Let’s be clear: the tabacco execs who didn’t tell people about the addictive nature of nicotine should be shot off the planet. The warnings on packs should be bigger. Ariel shouldn’t defy either the laws of thermodynamics or taste by lighting up under the sea. But, asking every film to be an afterschool special is a bit much.
There’s a sense here that other people are responsible for our own actions. That the filmmakers are creating smokers. Of course, kids are dumb and will play follow the leader and there are correlative studies (from 2003 and, apparently, not causal) which point to connection between teens taking up smoking and watching films with smokers in it. But, film smoking, the MPAA points out in their release, has gone down independent of any official involvement (though I’m uncertain of whether that’s a trend or a random bump).
But, regardless of that, why should artists be constrained? The MPAA’s decision will put “…and smoking” at the end of their litany of sins commited by movies to get their ratings. The R rating hits most films with smoking already, because filmmakers are already self-editing to the point where smoking is conjoined with violence and, horror of horrors, sex (cause we all know a breast is worse than blood to the MPAA). It seems that they’re following the trend of turning smokers into outcasts, already. I’m fine with that. So, why turn every film that has a smoker into Reefer Tobacco Madness? The information is there for parents, which is the group that the MPAA is there to inform.
The point the studies make is that teens emulate the rebellious characters in movies, and rebellious characters in movies sometimes smoke, and thus smoking shouldn’t be allowed in movies. But, there will always be that black-leather clad rebel in film, and that character will need to actually do something unacceptable to society or else they are not a rebel. Following a path of “nothing bad that teenagers emulate can be in a non-R-rated film” gives us no anti-heroes, no morally grey (i.e., human) characters except for people 18-and-over. We go to a black-and-white world of stark, false morality dictated by a board of parents at the MPAA. We go to “Rated R for complex moral situations.”
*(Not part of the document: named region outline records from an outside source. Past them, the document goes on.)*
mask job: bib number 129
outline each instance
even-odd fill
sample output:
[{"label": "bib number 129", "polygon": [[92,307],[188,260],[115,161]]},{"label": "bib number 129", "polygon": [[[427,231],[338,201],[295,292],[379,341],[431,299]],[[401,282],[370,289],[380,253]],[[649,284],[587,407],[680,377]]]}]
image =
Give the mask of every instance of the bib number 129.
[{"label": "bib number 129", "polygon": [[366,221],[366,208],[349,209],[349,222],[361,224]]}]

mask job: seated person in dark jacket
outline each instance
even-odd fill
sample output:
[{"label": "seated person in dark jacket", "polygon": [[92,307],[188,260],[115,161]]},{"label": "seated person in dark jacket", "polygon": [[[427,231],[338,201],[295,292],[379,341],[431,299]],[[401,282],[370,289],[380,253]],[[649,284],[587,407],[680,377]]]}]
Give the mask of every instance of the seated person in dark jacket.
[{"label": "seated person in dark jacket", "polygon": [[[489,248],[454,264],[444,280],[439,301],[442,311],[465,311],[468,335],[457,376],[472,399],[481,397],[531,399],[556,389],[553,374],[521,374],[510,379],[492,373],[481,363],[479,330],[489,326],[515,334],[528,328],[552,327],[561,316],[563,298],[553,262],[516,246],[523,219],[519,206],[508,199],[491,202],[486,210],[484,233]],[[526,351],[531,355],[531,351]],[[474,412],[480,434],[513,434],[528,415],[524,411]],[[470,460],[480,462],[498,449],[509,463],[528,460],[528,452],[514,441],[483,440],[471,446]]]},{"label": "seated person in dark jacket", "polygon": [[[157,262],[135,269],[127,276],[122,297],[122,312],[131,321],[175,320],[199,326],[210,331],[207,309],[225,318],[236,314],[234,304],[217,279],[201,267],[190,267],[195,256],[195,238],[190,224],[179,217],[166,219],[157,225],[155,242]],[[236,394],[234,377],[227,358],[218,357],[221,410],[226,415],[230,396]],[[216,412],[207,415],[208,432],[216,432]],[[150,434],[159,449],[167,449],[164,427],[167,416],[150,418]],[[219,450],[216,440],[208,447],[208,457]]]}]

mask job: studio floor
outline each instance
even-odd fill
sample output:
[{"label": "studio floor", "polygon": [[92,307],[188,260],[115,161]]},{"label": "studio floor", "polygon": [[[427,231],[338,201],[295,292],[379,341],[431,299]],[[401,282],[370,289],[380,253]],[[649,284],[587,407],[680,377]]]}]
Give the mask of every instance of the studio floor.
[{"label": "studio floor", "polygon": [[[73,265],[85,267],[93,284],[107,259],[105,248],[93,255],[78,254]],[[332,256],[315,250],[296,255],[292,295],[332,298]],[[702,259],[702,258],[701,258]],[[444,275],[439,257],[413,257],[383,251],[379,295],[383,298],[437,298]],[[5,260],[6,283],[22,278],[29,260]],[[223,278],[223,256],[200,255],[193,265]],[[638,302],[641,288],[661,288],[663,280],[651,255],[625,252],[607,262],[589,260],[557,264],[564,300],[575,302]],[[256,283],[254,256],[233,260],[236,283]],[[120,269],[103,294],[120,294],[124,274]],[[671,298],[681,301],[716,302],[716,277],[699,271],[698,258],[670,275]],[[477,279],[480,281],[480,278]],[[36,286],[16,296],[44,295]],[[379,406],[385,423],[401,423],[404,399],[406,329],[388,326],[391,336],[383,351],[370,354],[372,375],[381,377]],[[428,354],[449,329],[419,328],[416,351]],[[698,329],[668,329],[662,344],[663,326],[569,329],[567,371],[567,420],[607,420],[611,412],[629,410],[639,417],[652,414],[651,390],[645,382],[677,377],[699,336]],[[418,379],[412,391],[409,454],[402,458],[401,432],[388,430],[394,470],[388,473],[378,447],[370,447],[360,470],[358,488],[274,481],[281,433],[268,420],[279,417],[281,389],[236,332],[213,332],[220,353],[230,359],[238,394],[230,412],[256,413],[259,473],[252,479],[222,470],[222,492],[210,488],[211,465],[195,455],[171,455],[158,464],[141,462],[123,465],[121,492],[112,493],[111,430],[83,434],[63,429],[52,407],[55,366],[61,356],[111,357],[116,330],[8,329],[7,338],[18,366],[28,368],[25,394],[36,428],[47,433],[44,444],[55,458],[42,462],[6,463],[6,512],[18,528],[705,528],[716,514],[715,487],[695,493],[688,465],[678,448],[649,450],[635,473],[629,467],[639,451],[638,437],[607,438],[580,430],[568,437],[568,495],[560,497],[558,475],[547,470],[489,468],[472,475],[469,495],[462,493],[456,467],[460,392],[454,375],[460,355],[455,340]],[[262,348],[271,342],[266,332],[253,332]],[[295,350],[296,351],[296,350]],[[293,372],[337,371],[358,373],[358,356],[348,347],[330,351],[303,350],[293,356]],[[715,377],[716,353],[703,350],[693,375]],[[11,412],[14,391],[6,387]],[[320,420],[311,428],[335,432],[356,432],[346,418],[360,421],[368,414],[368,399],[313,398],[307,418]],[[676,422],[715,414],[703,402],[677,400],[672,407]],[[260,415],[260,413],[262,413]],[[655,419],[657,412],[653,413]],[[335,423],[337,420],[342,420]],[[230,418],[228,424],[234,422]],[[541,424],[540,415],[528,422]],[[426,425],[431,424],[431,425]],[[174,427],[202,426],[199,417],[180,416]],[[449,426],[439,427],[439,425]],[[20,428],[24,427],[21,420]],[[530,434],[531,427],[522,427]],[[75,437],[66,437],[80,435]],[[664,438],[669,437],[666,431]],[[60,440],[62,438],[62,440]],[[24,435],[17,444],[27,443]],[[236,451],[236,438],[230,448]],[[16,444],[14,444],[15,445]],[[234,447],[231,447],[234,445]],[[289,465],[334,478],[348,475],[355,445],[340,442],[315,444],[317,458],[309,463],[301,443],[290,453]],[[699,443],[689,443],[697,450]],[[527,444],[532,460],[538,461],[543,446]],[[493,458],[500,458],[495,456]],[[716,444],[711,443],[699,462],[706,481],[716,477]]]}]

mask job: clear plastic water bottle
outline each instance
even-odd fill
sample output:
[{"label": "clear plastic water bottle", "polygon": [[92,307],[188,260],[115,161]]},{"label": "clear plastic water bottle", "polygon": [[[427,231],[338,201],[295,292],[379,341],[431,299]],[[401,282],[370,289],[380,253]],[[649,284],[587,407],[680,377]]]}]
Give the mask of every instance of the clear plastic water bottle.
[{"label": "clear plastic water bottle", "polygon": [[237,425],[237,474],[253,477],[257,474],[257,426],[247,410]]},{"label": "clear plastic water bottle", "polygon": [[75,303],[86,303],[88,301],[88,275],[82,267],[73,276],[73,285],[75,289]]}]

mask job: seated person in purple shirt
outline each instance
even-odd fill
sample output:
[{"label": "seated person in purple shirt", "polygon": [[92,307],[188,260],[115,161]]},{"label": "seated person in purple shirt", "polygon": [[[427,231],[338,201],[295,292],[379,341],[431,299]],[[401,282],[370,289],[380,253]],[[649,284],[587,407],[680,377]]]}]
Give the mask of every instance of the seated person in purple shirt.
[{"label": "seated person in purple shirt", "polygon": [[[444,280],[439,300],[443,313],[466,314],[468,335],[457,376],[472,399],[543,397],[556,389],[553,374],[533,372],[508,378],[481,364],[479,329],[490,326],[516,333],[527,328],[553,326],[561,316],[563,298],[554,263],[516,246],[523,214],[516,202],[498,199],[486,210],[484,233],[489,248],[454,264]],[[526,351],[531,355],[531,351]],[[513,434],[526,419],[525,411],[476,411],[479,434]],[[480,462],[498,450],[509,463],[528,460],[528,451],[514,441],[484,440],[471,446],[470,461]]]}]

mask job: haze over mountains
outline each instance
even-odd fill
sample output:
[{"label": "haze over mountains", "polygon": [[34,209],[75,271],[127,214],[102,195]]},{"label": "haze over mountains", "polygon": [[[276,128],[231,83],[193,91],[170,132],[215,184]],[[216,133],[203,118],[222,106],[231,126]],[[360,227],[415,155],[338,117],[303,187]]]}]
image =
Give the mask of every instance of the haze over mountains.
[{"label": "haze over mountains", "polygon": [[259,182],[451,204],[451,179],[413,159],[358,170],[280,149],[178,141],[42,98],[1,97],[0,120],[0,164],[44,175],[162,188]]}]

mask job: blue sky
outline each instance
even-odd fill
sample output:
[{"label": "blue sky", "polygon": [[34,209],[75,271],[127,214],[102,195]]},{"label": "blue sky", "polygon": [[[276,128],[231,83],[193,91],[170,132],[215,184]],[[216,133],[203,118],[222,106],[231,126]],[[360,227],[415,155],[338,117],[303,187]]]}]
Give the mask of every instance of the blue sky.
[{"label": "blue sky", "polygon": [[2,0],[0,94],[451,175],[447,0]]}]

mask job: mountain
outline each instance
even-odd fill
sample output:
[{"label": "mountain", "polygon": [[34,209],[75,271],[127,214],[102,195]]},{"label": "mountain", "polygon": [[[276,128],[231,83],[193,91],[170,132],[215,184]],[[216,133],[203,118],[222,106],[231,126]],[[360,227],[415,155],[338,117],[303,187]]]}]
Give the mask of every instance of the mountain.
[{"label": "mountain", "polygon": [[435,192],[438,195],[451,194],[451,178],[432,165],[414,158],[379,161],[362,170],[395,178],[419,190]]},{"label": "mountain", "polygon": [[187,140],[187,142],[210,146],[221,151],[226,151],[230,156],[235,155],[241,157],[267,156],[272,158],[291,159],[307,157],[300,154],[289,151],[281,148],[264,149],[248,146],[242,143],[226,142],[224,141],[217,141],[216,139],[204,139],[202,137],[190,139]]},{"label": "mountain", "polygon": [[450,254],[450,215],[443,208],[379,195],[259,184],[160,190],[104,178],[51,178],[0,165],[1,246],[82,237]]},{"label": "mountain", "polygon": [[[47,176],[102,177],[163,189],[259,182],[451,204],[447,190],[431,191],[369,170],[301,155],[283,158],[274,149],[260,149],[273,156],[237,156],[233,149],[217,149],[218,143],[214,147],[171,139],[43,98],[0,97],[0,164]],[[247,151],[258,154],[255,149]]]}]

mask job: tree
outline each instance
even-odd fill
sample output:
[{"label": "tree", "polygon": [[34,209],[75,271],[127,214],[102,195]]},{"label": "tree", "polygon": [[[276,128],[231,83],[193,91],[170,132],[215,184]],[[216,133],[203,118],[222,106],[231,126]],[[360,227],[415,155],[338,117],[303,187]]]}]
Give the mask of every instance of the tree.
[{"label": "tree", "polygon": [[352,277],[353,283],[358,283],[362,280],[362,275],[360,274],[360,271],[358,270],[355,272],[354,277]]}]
Christopher Buckley, author of Thank You For Smoking, put it best (quoting from the article on the MPAA announcement in the WaPo):
Of the policy, Buckley wrote by e-mail: “I can only hope this means that the MPAA will strip such films as ‘Casablanca,’ ‘To Have and Have Not’ and ‘Sunset Boulevard’ of their G-ratings and re-label them for what they were: insidious works of pro-smoking propaganda that led to millions of uncounted deaths. Bravo.”